IDC suggests that the BSC technique will continue to grow in popularity because more and more organizations are investing in analytical activities such as forecasting and optimization. Meanwhile, Meta Group analysts predict that all major ERP (enterprise resource planning) vendors will soon deliver scorecard functionality in their products. In fact, many of the big ERP players already do. And analysts at Gartner maintain that at least 40 percent of Fortune 1000 companies will soon have BSC programs up and running.
Often called strategic enterprise management because it facilitates management from the highest executive level, as opposed to midlevel branches or departments, a BSC is a managerial tool for evaluating your company's business performance. It identifies four perspectives -- customer, internal, financial, and learning -- that are used to monitor and measure specific strategic objectives. Thus, a BSC system can identify potential loss leaders, spot sales trends, and pinpoint supply-chain deficiencies and help companies organize around changes that will increase revenue.

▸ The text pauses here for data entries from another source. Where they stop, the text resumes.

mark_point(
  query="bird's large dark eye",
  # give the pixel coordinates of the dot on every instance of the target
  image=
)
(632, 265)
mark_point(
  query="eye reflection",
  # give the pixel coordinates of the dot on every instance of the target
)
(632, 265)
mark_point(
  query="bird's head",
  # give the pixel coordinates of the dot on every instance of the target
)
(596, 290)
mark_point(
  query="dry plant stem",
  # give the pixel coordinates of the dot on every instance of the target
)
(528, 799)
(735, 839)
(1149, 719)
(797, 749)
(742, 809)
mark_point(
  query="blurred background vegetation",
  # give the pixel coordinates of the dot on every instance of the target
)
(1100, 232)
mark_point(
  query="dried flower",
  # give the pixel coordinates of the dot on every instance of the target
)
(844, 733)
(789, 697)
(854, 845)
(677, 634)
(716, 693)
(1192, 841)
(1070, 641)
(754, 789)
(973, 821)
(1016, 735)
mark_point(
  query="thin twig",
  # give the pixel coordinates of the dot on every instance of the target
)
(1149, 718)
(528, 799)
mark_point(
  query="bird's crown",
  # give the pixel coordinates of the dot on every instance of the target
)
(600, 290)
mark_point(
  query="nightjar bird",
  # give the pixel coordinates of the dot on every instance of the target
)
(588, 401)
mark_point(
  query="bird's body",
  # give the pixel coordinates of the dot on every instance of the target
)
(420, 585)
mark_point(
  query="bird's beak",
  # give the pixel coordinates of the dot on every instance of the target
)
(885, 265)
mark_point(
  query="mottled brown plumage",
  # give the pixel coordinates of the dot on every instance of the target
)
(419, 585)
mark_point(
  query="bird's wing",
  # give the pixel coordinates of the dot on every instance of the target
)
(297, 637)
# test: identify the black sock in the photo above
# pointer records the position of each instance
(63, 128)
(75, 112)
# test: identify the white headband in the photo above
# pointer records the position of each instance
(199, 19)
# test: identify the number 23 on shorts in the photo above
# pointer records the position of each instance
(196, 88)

The method can illustrate cause-and-effect relationships between the perspectives. For instance, a well-integrated BSC system will alert you to the fact that the revenue gained from employing a new team of mobile sales representatives (the financial perspective) is not worth the IT overhead required to support it (the internal perspective).
A BSC also can recognize trends that aren't directly linked to financial metrics, such as the skill level of your workforce or your customers' opinions of your company.
Over the past few years, BSC features have begun shipping in a wide variety of packaged applications. Most of the early adopters were big ERP players such as SAP, PeopleSoft, Baan, and Oracle, but the field has expanded to include smaller analytical application providers, such as Gentia, CorVu, and Pilot.
To help companies understand this complex methodology, Kaplan and Norton created the Balanced Scorecard Collaborative. The collaborative publishes functional standards and certification programs to facilitate consistent and appropriate use of the BSC in software applications.